Studies of intraischemic and postischemic metabolism were performed in 36 rats. These rats were treated similarly to the initial 18 D, ID, and ND rats, except that they were subjected to forebrain ischemia of 10 min duration. In all rats, fluid infusions (including the insulin infusion) were discontinued at the onset of ischemia. Ischemia was induced using a modification of the technique described previously by Smith et al. [28] Briefly, rats received 1.0 mg/100 g body weight trimethaphan intravenously, and, concomitantly, blood flow through both carotid arteries was interrupted with removable surgical aneurysm clips. Blood was withdrawn or infused via the jugular venous catheter into a 10-ml heparinized syringe to maintain mean arterial blood pressure at 45 +/-5 mmHg. Duration of ischemia was calculated from the onset of the isoelectric electroencephalogram. At the completion of 10 min ischemia, and without reperfusion, the brains of 6 D, 6 ID, and 6 ND rats were frozen in situ, and harvested for subsequent brain analysis. In the remaining 18 rats, cerebral circulation was restored after 10 min of ischemia. This was accomplished by reinfusing the previously withdrawn blood and removing the carotid occlusion clamps. Additionally, rats were treated with sodium bicarbonate 0.3 mEq on reperfusion. Rats whose mean arterial blood pressure was < 90 mmHg at 2 min postischemia were also given 4 micro gram phenylephrine intravenously as needed to maintain mean arterial blood pressure > 90 mmHg.
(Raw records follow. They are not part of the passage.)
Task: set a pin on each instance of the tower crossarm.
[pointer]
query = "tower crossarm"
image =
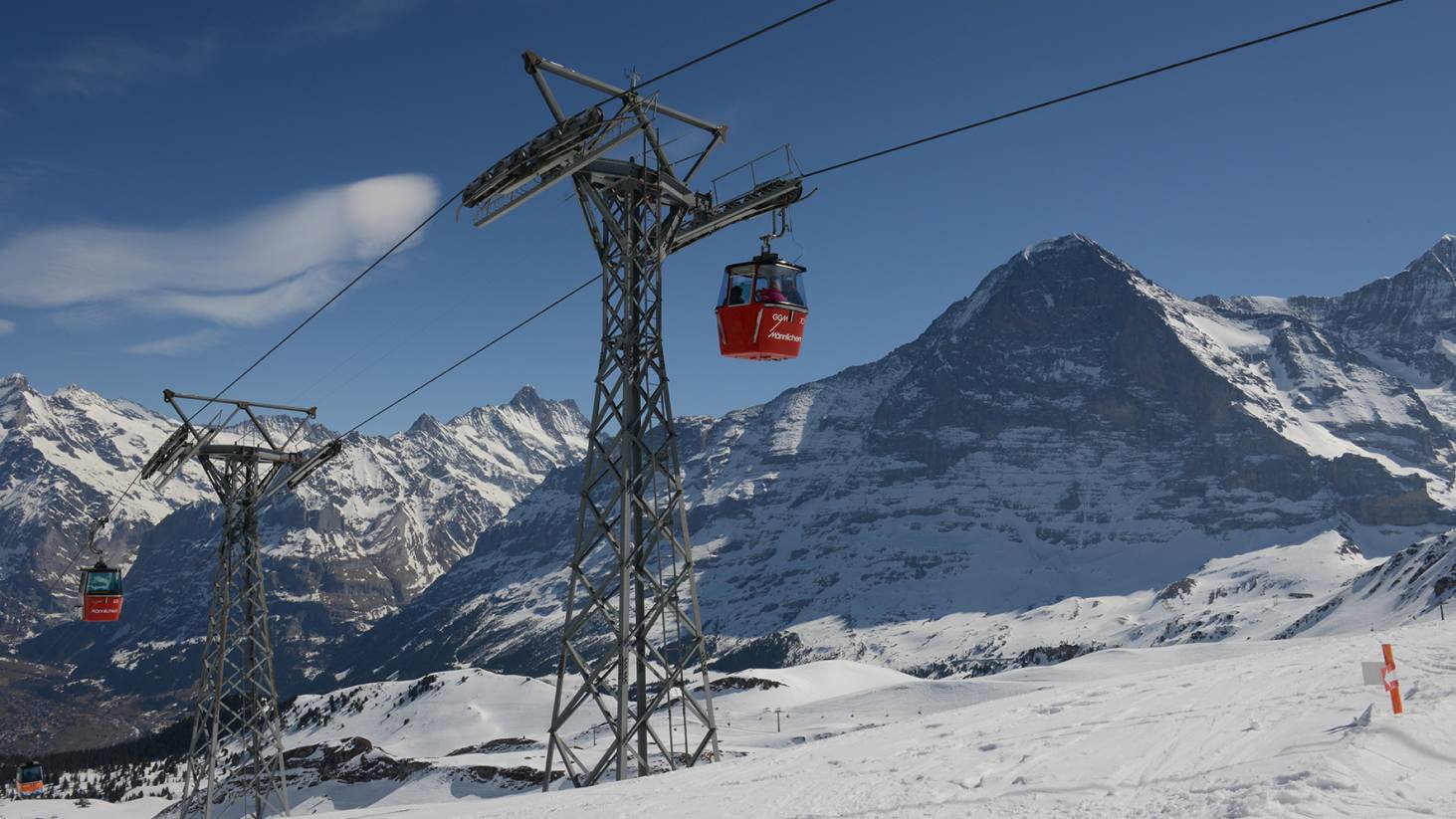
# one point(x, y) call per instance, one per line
point(763, 198)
After exactly 15 min of reperfusion, physiologic variables were measured, and blood and brain tissues were harvested for chemical analysis, as in previous groups.
Brain concentrations of glucose, lactate, and high-energy phosphates (adenosine triphosphate [ATP], adenosine diphosphate, adenosine monophosphate, and phosphocreatine) were measured using previously described enzymatic fluorometric techniques. [13,14,21,29,30] The energy charge of the adenylate pool was calculated using the formula: energy charge = [ATP] + 0.5 [adenosine diphosphate]/[ATP] + [adenosine diphosphate ] + [adenosine monophosphate]. [31] Brain glycogen content was estimated from a 0.1 -g aliquot of tissue using a modification [21] of methods described by Passonneau and Lauderdale [32] and Swanson et al. [33] Brain tissue was homogenized in 0.03 N HCl and heated for 10 min at 100 degrees C. A portion of the homogenate was subjected to glucose analysis, and the remaining portion was incubated with amyloglucosidase (Sigma Chemical Co., St. Louis, MO), which hydrolyzed the glycogen into glycosyl units. Glycogen content, expressed as glycosyl units, [21,33] was estimated as the difference between the glucose level of hydrolyzed and nonhydrolyzed homogenates. This method was validated in our laboratory by analyzing samples that contained known quantities of oyster glycogen (Sigma). [21] .
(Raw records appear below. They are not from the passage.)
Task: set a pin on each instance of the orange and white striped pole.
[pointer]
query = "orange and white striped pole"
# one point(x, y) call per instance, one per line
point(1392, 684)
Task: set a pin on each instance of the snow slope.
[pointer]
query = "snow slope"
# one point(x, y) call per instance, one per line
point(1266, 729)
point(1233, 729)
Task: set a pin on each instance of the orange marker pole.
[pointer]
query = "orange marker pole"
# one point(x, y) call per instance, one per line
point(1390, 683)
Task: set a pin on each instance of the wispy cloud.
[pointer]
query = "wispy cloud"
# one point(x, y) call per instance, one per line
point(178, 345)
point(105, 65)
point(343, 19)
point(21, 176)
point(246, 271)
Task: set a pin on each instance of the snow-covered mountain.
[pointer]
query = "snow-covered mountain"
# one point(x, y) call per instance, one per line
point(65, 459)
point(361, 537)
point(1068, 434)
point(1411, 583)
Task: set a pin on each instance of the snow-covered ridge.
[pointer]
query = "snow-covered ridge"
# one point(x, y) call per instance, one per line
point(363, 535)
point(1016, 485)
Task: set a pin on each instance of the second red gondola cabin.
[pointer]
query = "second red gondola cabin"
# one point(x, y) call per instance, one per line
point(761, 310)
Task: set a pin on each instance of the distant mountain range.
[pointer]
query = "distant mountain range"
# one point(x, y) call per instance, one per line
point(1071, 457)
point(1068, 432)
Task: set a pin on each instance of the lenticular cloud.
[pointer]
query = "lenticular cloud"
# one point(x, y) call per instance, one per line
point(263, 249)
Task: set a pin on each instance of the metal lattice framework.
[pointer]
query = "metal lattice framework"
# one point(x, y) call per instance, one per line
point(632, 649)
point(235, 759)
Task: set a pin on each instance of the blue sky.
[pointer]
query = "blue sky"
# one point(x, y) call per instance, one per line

From the above data, several calculations were made. Total brain carbohydrate (TBC) was defined by the formula:
TBC = brain glucose concentration + brain glycogen concentration.
Additionally, in the 18 rats subjected to ischemia without reperfusion, intraischemic changes in glucose, glycogen, TBC, and lactate concentrations were calculated using the formula:
Intraischemic change = individual metabolite value at the completion of 10 min of ischemia - mean preischemic baseline value.
Using this convention, a negative value denoted metabolite consumption (e.g., glucose, glycogen, TBC), and a positive value denoted production (e.g., lactate).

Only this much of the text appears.